Python web development utilities

Python Paste, often simply called paste, is a set of utilities for web development in Python. Paste has been described as "a framework for web frameworks".

The Python Paste package contains Python modules that help in implementing WSGI middleware.

The package includes a WSGI wrapper for CGI applications. It also includes a simple webserver that can produce WSGI requests.

==WSGI middleware==
The WSGI standard is an interface that allows applications to use Python code to handle HTTP requests. A WSGI application is passed a Python representation of an HTTP request by an application, and returns content which will normally eventually be rendered by a web browser. A common use for this is when a web server serves content created by Python code.

There are, however, other uses: WSGI middleware is Python code that receives a WSGI request and then performs logic based upon this request, before passing the request on to a WSGI application or more WSGI middleware.

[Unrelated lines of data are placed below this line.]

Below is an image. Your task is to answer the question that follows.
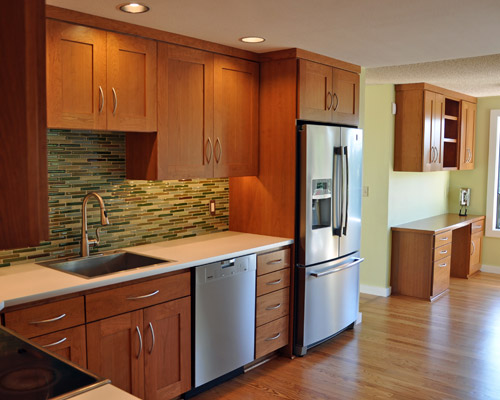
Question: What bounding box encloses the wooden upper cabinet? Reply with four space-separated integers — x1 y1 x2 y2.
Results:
394 83 475 172
0 0 49 249
47 20 156 132
47 19 106 129
213 55 259 177
297 59 359 126
106 32 156 132
157 43 214 179
459 100 476 169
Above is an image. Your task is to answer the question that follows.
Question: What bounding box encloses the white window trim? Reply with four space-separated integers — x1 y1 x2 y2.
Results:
485 110 500 238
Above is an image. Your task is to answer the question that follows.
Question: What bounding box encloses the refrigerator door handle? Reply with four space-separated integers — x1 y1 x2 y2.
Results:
333 147 344 237
342 146 349 236
310 258 365 278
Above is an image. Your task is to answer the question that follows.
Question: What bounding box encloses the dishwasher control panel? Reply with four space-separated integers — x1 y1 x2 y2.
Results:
197 257 256 283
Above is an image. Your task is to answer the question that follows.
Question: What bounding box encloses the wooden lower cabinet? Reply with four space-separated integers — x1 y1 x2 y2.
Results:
87 297 191 399
31 325 87 368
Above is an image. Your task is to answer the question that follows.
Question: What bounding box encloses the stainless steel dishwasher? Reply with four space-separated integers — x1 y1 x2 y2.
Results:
194 254 257 388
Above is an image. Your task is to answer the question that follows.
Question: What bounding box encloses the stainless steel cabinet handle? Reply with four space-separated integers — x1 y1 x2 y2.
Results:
266 333 281 342
214 138 222 164
326 91 333 110
42 338 67 348
127 290 160 300
111 88 118 115
135 326 142 358
311 258 365 278
333 93 340 111
99 86 104 114
205 138 214 164
149 322 155 354
30 314 66 325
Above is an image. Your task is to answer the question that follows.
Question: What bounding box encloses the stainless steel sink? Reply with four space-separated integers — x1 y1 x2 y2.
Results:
38 251 172 278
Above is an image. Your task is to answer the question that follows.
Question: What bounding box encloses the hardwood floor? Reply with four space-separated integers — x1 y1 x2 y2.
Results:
195 273 500 400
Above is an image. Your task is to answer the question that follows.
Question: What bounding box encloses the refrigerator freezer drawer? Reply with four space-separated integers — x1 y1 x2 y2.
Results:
295 257 363 355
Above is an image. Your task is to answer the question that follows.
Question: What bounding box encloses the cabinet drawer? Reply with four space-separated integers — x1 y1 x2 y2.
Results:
432 256 451 296
31 325 87 368
85 272 191 322
257 269 290 296
470 219 484 233
255 316 288 358
434 243 451 261
434 231 452 247
5 296 85 338
257 248 290 276
255 288 290 326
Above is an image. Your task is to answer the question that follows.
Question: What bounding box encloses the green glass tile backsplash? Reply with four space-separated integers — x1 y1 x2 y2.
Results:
0 130 229 267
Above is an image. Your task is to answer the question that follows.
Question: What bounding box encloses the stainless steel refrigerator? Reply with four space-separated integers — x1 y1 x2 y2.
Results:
294 125 363 356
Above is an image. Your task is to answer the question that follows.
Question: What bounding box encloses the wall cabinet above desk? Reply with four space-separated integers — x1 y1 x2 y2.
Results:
394 83 476 172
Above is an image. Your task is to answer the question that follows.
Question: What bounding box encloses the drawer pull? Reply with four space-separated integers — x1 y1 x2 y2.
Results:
266 332 281 342
42 338 67 348
30 314 66 325
127 290 160 300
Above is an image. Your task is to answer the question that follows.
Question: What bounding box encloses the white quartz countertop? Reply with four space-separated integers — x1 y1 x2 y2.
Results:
0 231 293 311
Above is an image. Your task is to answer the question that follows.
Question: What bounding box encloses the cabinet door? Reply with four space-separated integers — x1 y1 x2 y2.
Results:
47 19 106 129
106 33 156 132
143 297 191 400
422 90 444 171
213 55 259 177
297 60 332 122
332 68 359 126
158 43 214 179
31 325 87 368
87 310 145 398
460 101 476 169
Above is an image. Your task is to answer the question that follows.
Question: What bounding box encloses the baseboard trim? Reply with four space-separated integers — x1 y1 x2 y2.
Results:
359 285 392 297
481 265 500 274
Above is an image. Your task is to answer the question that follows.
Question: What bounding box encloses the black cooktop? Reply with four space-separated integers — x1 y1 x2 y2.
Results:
0 327 109 400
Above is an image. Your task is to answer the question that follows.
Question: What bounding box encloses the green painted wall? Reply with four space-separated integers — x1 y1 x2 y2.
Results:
361 85 450 288
449 96 500 267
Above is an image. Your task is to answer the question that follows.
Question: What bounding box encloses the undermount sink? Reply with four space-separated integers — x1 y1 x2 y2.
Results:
38 251 172 278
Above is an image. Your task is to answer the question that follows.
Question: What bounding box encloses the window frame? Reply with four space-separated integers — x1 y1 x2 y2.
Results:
485 110 500 238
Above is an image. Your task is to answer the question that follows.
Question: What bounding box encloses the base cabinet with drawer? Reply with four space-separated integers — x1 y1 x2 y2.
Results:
255 248 290 359
86 272 191 399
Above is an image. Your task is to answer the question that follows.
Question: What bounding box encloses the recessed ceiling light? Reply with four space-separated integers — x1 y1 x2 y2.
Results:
240 36 266 43
118 3 149 14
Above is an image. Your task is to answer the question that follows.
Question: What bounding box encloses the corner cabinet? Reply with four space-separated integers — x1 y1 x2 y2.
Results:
394 83 476 172
126 43 259 180
0 0 49 249
297 59 359 126
47 19 156 132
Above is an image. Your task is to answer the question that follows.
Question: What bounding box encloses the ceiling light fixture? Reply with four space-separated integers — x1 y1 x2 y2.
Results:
118 3 149 14
240 36 266 43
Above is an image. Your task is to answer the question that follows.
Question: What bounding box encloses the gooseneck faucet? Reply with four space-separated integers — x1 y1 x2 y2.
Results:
80 192 109 257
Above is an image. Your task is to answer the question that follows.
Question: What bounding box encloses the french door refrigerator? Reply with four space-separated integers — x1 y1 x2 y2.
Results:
294 124 363 356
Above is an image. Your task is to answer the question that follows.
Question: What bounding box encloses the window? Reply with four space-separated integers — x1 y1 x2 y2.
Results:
485 110 500 238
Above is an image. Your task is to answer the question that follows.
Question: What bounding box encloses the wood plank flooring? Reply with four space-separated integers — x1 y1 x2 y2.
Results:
195 272 500 400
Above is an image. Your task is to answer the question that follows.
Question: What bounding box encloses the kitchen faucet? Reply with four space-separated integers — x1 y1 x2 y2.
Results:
80 192 109 257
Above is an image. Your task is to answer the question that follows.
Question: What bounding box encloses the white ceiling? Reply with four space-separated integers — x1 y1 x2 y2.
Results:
47 0 500 96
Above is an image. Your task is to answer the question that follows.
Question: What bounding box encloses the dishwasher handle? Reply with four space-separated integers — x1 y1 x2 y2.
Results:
311 258 365 278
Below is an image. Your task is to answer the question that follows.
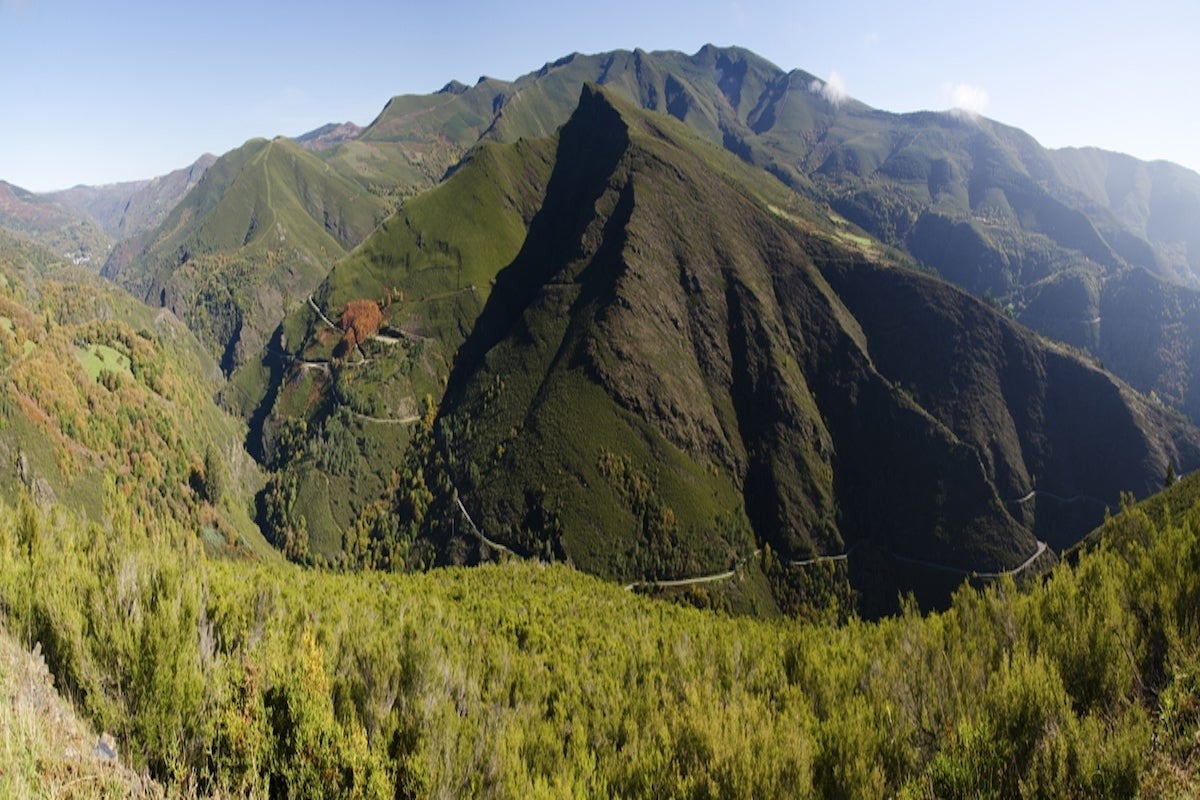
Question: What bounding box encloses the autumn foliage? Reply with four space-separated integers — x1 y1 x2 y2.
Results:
342 300 383 350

WSGI middleware appears to an application as a server, and to the server as an application. This is analogous to the function of pipes on Unix systems. Functionality provided by WSGI middleware may include authentication, logging, URL redirection, creation of sessions, and compression.

Paste helps in developing such WSGI middleware systems. For example, it is used in the Pylons web application framework.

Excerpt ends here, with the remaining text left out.